For PaddleClas model export, refer to [Model Export](https://github.com/PaddlePaddle/PaddleClas/blob/release/2.4/docs/zh_CN/inference_deployment/export_model.md#2-%E5%88%86%E7%B1%BB%E6%A8%A1%E5%9E%8B%E5%AF%BC%E5%87%BA)
Attention:The model exported by PaddleClas contains two files, including `inference.pdmodel` and `inference.pdiparams`. However, it is necessary to prepare the generic [inference_cls.yaml](https://github.com/PaddlePaddle/PaddleClas/blob/release/2.4/deploy/configs/inference_cls.yaml) file provided by PaddleClas to meet the requirements of deployment.

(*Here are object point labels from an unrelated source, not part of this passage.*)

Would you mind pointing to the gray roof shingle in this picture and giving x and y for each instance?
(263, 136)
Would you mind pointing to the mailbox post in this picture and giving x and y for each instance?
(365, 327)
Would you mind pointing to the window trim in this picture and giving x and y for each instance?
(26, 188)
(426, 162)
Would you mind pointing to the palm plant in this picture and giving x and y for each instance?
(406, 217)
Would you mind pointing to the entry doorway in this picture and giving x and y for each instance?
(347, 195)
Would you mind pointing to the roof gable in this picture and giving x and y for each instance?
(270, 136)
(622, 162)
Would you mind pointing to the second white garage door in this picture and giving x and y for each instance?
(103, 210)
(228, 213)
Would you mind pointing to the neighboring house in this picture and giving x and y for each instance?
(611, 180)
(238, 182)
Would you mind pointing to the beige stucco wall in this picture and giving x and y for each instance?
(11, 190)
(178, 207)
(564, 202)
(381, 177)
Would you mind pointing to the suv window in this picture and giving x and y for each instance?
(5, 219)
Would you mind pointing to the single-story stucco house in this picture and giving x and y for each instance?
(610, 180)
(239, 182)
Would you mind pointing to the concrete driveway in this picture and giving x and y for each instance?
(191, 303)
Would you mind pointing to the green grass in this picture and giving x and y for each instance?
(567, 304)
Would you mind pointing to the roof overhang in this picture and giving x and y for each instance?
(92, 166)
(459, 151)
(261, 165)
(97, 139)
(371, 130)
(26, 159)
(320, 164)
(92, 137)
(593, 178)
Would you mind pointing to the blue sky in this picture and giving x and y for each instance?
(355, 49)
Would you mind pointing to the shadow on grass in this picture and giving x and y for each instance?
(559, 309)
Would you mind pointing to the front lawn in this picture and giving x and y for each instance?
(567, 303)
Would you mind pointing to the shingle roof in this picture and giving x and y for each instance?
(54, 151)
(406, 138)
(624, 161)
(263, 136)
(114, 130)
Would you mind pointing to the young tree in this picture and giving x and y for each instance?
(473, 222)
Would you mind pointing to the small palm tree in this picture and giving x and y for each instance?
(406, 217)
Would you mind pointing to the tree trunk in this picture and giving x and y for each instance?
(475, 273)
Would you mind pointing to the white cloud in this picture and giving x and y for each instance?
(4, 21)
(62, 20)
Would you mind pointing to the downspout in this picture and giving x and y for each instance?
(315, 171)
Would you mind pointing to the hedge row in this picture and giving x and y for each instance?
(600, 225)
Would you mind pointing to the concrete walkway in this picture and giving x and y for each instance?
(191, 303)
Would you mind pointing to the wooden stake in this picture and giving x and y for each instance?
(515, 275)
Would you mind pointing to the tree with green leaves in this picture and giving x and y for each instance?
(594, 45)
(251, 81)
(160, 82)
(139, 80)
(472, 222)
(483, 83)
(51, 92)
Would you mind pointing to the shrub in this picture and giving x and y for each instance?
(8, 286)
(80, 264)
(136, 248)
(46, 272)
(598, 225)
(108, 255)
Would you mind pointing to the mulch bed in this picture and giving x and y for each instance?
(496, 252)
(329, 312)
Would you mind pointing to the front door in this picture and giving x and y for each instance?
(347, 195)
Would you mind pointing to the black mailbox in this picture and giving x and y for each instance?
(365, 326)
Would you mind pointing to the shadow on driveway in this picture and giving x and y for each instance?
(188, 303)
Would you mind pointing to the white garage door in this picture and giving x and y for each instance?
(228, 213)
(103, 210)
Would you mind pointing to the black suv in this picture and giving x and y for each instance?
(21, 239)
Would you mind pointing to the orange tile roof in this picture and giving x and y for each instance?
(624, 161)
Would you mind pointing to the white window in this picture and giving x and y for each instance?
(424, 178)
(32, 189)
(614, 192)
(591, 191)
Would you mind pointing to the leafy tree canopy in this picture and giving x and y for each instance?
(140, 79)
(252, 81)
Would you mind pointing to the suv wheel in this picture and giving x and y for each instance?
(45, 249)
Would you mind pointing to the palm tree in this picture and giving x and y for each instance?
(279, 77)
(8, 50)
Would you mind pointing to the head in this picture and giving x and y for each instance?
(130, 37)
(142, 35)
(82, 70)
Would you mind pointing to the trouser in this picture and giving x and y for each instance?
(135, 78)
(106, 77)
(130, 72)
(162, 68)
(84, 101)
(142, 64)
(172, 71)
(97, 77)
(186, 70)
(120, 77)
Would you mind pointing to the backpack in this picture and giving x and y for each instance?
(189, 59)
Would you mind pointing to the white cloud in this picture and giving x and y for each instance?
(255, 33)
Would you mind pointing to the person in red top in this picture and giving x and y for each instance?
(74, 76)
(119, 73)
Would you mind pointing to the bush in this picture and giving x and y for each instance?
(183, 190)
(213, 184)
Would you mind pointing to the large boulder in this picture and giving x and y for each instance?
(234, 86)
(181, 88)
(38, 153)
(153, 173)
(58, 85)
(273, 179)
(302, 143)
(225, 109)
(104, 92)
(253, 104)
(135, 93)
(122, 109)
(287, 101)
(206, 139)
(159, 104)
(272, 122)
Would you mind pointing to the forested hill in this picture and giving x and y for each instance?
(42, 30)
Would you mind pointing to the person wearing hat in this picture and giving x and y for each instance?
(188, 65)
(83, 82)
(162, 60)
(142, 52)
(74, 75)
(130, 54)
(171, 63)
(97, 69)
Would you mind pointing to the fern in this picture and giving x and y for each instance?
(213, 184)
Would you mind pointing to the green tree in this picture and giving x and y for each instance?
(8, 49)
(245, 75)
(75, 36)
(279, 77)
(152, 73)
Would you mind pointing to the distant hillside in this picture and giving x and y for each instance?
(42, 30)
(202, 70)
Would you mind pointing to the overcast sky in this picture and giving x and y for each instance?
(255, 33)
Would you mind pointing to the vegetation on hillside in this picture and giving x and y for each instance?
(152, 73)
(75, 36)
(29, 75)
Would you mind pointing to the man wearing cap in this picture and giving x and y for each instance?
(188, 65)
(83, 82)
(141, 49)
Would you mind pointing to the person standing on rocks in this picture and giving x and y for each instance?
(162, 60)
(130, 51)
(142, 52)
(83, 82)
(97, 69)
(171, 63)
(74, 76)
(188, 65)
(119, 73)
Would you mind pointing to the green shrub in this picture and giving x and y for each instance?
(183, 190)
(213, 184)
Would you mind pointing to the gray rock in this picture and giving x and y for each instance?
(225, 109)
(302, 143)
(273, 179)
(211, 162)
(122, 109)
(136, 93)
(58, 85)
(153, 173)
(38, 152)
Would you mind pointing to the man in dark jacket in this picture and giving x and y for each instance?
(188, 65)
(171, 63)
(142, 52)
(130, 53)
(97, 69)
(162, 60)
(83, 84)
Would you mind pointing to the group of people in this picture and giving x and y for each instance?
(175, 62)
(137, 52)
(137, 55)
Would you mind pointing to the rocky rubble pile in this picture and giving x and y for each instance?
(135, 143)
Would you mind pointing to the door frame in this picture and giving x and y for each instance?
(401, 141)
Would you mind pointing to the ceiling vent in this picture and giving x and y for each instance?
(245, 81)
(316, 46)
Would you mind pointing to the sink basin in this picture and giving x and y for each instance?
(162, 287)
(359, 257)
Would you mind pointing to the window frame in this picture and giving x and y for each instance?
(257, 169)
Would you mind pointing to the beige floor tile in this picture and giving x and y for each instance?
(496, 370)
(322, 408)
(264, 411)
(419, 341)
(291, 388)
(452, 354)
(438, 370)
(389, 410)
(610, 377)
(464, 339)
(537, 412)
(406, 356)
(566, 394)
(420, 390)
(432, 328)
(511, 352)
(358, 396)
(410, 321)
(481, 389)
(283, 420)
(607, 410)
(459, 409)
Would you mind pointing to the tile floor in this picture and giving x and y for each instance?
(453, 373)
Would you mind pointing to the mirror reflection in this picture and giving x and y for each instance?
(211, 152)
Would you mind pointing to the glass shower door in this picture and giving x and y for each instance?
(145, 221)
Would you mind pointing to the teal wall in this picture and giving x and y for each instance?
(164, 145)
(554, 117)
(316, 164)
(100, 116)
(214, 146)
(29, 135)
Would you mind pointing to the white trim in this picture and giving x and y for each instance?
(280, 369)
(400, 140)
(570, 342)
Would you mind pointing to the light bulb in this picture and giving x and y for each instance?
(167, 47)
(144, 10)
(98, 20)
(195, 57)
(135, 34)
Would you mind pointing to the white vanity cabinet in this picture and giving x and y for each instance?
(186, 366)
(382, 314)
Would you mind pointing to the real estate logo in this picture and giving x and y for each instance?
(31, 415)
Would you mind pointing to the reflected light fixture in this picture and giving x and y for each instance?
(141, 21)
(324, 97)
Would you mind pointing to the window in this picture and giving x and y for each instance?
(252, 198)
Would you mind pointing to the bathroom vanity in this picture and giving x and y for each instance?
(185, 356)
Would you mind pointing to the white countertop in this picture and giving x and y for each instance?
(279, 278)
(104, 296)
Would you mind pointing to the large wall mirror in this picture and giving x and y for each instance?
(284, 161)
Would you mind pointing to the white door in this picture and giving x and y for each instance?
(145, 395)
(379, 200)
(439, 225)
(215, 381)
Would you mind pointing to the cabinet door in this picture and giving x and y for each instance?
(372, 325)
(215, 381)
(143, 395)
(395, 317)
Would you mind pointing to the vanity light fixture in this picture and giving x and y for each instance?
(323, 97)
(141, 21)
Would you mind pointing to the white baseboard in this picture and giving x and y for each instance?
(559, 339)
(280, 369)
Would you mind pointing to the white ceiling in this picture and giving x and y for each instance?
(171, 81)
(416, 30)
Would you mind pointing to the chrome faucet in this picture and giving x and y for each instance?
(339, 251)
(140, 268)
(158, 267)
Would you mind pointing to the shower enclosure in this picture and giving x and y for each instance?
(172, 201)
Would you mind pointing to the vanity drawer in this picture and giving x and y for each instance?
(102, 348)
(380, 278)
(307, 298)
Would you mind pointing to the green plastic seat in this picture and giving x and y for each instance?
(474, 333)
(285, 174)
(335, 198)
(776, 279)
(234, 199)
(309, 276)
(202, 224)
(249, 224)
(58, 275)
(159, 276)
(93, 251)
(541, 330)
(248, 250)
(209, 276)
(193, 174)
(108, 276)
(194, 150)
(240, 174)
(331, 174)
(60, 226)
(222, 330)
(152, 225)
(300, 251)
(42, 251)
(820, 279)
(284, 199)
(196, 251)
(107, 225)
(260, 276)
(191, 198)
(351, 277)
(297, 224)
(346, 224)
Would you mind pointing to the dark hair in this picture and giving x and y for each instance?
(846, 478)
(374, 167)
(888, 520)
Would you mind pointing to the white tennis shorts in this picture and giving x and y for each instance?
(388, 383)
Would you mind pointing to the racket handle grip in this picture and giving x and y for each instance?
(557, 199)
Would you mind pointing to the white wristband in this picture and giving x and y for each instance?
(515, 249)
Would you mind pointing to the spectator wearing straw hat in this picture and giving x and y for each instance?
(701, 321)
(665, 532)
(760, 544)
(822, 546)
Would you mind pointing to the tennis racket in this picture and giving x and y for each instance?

FastDeploy will obtain from the yaml file the preprocessing information required during inference. FastDeploy will get the preprocessing information needed by the model from the yaml file. Developers can directly download this file. But they need to modify the configuration parameters in the yaml file based on personalized needs. Refer to the configuration information in the infer section of the PaddleClas model training [config.](https://github.com/PaddlePaddle/PaddleClas/tree/release/2.4/ppcls/configs/ImageNet)
For developers' testing, some models exported by PaddleClas (including the inference_cls.yaml file) are provided below. Developers can download them directly.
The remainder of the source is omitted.